By this time 20% of the city's population were enslaved blacks. On April 6, 1712, nine white New Yorker's were killed in what would become the city's first slave uprising.  That same year a slave market was established on the foot of Wall Street. On April 6, 1712 twenty-three enslaved blacks armed with guns and knives set fire to a building on Maiden Lane. The fire soon spread and the slaves attacked the white colonists who rushed to put the fire out, killing nine of them. British soldiers dispatched militia units and soon captured the twenty-three slaves and four others. Six off the captured committed suicide, but the rest were executed, most burned alive.  Laws were quickly established following the revolt making it illegal for slaves to meet and allowing slave owners to punish their slaves as they saw fit.

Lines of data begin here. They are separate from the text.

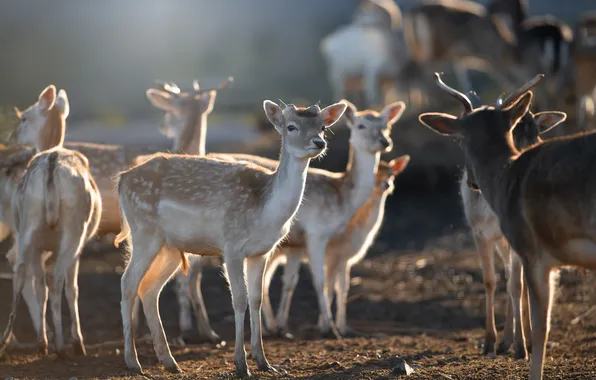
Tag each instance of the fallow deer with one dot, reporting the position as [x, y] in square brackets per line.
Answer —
[488, 238]
[53, 206]
[351, 246]
[460, 32]
[542, 195]
[239, 210]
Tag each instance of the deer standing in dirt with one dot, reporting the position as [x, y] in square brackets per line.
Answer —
[488, 238]
[239, 210]
[53, 206]
[542, 195]
[371, 48]
[107, 161]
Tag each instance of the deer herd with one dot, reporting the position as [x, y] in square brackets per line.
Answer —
[529, 199]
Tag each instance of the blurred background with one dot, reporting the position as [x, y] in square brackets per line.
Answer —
[105, 54]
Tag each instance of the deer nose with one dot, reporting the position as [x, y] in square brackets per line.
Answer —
[319, 143]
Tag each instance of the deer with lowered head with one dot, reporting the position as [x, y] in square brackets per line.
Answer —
[488, 238]
[52, 204]
[239, 210]
[43, 127]
[542, 195]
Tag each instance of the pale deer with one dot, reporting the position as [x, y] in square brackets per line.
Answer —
[53, 206]
[542, 195]
[488, 238]
[239, 210]
[349, 248]
[370, 133]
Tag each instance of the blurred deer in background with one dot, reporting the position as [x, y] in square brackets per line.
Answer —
[53, 206]
[367, 54]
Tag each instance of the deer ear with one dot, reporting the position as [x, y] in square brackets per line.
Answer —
[47, 98]
[62, 103]
[350, 112]
[441, 123]
[399, 164]
[208, 99]
[392, 112]
[331, 114]
[274, 114]
[518, 109]
[547, 120]
[160, 99]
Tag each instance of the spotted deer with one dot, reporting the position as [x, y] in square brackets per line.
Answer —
[239, 210]
[106, 161]
[53, 206]
[488, 238]
[542, 195]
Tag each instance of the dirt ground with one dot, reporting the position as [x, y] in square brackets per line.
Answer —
[417, 296]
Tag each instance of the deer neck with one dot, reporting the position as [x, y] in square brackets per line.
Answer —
[359, 179]
[490, 164]
[52, 132]
[192, 138]
[285, 189]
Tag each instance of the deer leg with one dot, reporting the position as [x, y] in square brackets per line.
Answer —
[268, 314]
[165, 264]
[487, 258]
[342, 287]
[181, 287]
[538, 281]
[203, 325]
[525, 316]
[40, 300]
[255, 267]
[290, 280]
[515, 288]
[26, 251]
[70, 252]
[316, 255]
[234, 264]
[143, 251]
[461, 73]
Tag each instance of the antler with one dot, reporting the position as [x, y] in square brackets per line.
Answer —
[222, 86]
[514, 96]
[456, 94]
[19, 158]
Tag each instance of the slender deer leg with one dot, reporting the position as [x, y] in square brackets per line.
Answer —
[26, 250]
[290, 280]
[204, 327]
[138, 265]
[268, 314]
[71, 252]
[342, 287]
[161, 270]
[41, 301]
[234, 263]
[514, 287]
[316, 257]
[181, 287]
[487, 258]
[255, 267]
[540, 294]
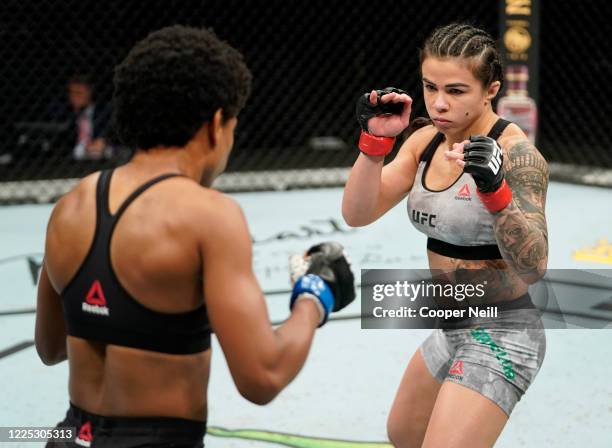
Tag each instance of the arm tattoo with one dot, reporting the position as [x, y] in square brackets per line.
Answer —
[520, 228]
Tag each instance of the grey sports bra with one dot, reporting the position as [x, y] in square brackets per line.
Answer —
[454, 219]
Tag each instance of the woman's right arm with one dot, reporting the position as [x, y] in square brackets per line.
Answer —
[373, 188]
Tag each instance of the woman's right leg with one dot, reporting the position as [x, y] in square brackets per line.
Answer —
[413, 404]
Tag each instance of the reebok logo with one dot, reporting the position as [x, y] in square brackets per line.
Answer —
[496, 159]
[463, 194]
[85, 436]
[456, 370]
[95, 302]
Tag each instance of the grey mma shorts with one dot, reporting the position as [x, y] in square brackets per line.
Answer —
[499, 363]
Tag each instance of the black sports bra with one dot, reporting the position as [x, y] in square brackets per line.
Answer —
[97, 307]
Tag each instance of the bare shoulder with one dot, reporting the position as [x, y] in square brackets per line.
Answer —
[66, 208]
[215, 213]
[520, 152]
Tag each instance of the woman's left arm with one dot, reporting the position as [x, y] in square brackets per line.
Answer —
[520, 228]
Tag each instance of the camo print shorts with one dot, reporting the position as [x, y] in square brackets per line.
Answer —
[499, 363]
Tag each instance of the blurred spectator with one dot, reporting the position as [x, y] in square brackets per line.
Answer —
[87, 121]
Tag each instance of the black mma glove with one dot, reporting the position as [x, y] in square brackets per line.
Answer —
[369, 144]
[484, 160]
[366, 110]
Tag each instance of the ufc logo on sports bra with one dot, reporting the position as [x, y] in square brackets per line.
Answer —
[423, 218]
[495, 163]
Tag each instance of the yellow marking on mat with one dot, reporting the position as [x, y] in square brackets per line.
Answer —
[600, 253]
[291, 440]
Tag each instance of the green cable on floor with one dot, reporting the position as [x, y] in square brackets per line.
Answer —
[292, 440]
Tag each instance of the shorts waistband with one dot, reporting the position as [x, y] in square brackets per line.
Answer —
[185, 426]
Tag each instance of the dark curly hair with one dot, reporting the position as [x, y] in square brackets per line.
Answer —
[172, 82]
[465, 41]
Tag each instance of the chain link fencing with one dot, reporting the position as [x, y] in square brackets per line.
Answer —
[310, 60]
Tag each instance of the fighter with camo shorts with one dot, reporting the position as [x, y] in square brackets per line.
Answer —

But not even forty years later there would be another slave uprising in New York City.

Between 1700 and 1774 the city legally admitted around 6,800 slaves, with prominent NYC families such as the Schuylers, Livingstons, Van Cortlands, Beekmans and Waltons profiting from the trade. In NYC Killing a slave was illegal, but unlike the Dutch who allowed slaves to marry in church, under the British they could not be married and families were split up. In 1741 a slave uprising burned down homes, businesses, the seat of the royal government, the governor’s residence and Fort George (at the Battery). The uprising lasted six months and resulted in the execution of 30 black men and the deportation of 72. After the decade of the 1740s where the slave population would peak at 21% slavery in NYC would slowly start to decline leading up to the Revolution, with the slave market on Wall Street being dismantled in 1762. After the war, more prominent white New Yorkers began to push for a gradual emancipation and in 1799 an act declared children of slaves free. In 1809 marriage between slaves was legalized and separation of families prohibited. In 1827 NY State Governor Tompkins abolished slavery, but complete abolition was not achieved until 1841 when the state revoked a law that made nonresidents able to hold slaves for up to 9 months. But the city still held ties to southern slave holding states until the Civil War and blacks in NYC were often kidnapped in the street and transported to the South for sale.

The city profited enormously from slavery, so much that in leading up to the Civil War NYC Mayor Fernando Wood originally proposed secession rather than lose profits from the cotton trade with the South.